I’ll bet you a dozen doughnuts and a framed Martha Stewart Twitter pic that the most important part of your life—yes, the 97.4% revolving around food—will be forever changed after a glimpse at these near-psychedelic food hacks…
1. Put your hard-boiled eggs in a glass of water and shake it like the Zumba elective class you’re in isn’t pass/fail. (The glass, not your a%$ that is.)
2. The days of dry white meat accompanying juicy dark meat are now over. Prior to cooking, submerge the breasts of the chicken in ice water until thoroughly chilled and they’ll be perfectly done at the same time as the legs and thighs.
3. Stop your viciously boiling pasta water from spilling all over the stove again by balancing a wooden spoon across the top of the uncovered pot….#magic.
4. The next time your housemate bakes you a cake for cleaning out Leonardo DeCatrio’s litter box (bless your soul), slap some Wonderbread on the exposed edges and save some of that frosted heaven for tomorrow. Dessert for breakfast, anyone?
5. Put cherry tomatoes, grapes or anything else small, round and impossible to fork-stab between two flat surfaces and slice them by the dozens in a matter of seconds.
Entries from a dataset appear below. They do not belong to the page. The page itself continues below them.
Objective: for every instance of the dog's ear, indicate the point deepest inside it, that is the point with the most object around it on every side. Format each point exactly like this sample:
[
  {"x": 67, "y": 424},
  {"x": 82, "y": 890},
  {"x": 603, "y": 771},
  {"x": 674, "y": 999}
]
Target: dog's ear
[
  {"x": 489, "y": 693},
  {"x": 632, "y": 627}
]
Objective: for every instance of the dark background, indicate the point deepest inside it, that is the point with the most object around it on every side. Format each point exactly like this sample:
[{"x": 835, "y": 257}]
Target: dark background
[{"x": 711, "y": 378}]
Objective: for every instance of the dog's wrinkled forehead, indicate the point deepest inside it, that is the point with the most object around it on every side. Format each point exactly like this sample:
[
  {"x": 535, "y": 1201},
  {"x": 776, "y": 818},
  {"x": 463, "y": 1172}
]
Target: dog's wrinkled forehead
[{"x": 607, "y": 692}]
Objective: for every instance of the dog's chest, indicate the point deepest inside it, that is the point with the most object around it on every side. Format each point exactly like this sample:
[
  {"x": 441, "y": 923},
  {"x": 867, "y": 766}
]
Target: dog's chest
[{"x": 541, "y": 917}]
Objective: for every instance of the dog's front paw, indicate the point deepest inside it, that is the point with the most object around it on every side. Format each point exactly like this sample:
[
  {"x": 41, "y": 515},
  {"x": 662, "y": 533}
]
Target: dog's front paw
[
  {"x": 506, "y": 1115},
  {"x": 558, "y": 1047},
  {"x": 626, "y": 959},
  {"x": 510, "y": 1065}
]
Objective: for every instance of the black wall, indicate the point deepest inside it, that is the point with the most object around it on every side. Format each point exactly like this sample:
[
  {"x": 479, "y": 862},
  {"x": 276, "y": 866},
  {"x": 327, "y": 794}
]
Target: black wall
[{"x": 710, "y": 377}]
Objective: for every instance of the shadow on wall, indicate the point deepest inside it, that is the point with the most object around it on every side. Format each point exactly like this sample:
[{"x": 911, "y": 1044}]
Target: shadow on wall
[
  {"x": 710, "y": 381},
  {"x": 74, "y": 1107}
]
6. Tired of eating all the onions out of the skillet before they can reach their full sweet, golden potential? Yeah, I feel you. Add baking soda and they’ll be perfectly caramelized in 10 minutes.
7. If you’d like to stop using twelve and a half spatulas to scrape honey or peanut butter or any other edible Elmer’s glue out of measuring cups, just spray some Pam up in there and the whole amount will slide right out.
8. Use cookie cutters to shape festive pancakes…
…or bday cake sprinkle designs.
10. The next time life demands a Netflix-and-Kung-Pao-Chicken binge, request some extra chopsticks. Use them with a narrow-necked bottle or jar to punch out cherry pits faster than you can stuff the hollowed-out fruits in your face.